Microsoft has updated its Azure AI Foundry portal and Azure OpenAI Service APIs and SDKs to support Direct Preference Optimization (DPO) for GPT-4.1 and GPT-4.1-mini. Direct Preference Optimization (DPO) is a fine-tuning technique that can be used to adjust model weights based on human preferences using a pair of preferred and non-preferred responses.
One of the main benefits of using DPO over Reinforcement Learning from Human Feedback (RLHF) is that it’s computationally lighter and faster while being just as effective for model alignment. Organizations can use this method to train models to match their specific brand voice, safety requirements, or conversational styles.
In addition to using DPO for model fine-tuning, Microsoft has expanded Azure AI’s Global Training to 12 new regions including East US, West Europe, UK South, Switzerland North, and more. Despite the expansion, it’s still considered to be a public preview.
Microsoft said that users should expect and watch for new features coming soon including pause/resume functionality and continuous fine-tuning. It will also be bringing GPT-4.1-nano to these new regions.
The expansion of Global Training is important for data sovereignty, which is becoming a more important issue with the European Union pushing for European’s data to be handled in Europe to ensure better privacy.

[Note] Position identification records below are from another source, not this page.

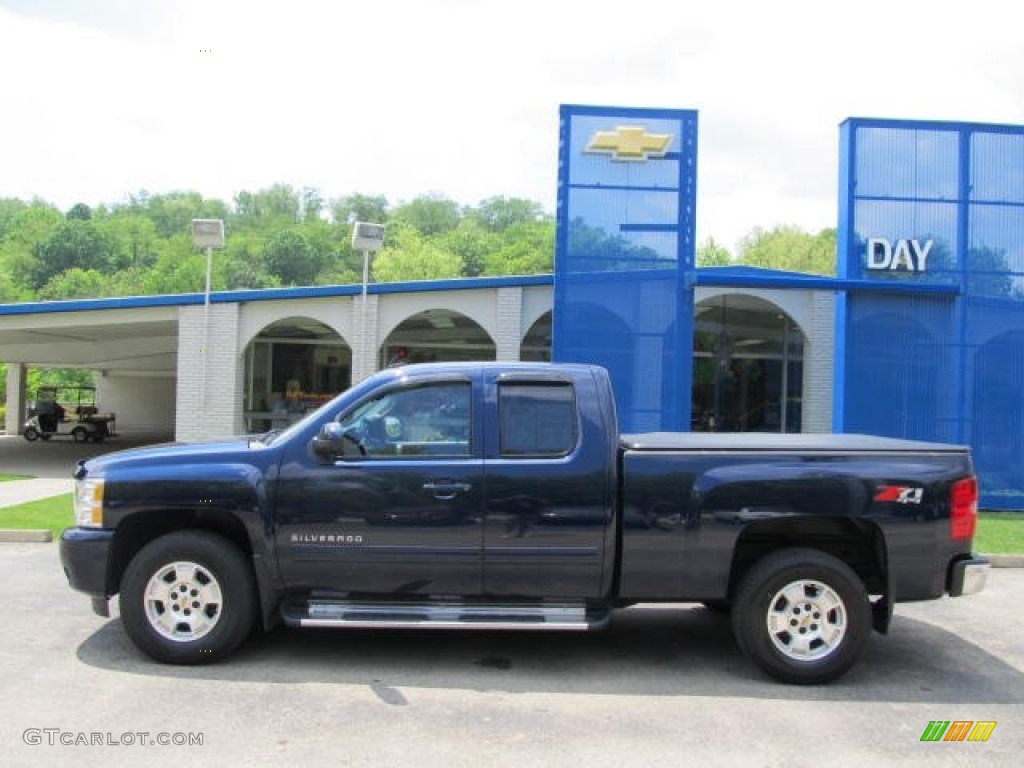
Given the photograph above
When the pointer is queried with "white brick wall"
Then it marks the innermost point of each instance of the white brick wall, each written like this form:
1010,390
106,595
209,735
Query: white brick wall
366,341
142,404
210,379
819,353
15,398
510,330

Finally, Microsoft has released the new Responses API which supports your fine-tuned models, making it easier for developers to use them inside of other applications. Microsoft said this API is ideal for agentic workflows as “it supports stateful, multi-turn conversations and allows seamless tool calling, automatically stitching everything together in the background.”
The Responses API can also keep track of conversations so that the model can remember context, you can see how models reason through answers, it can let users check the progress while a response generates, and it supports background processing and works with tools like web search and file lookup.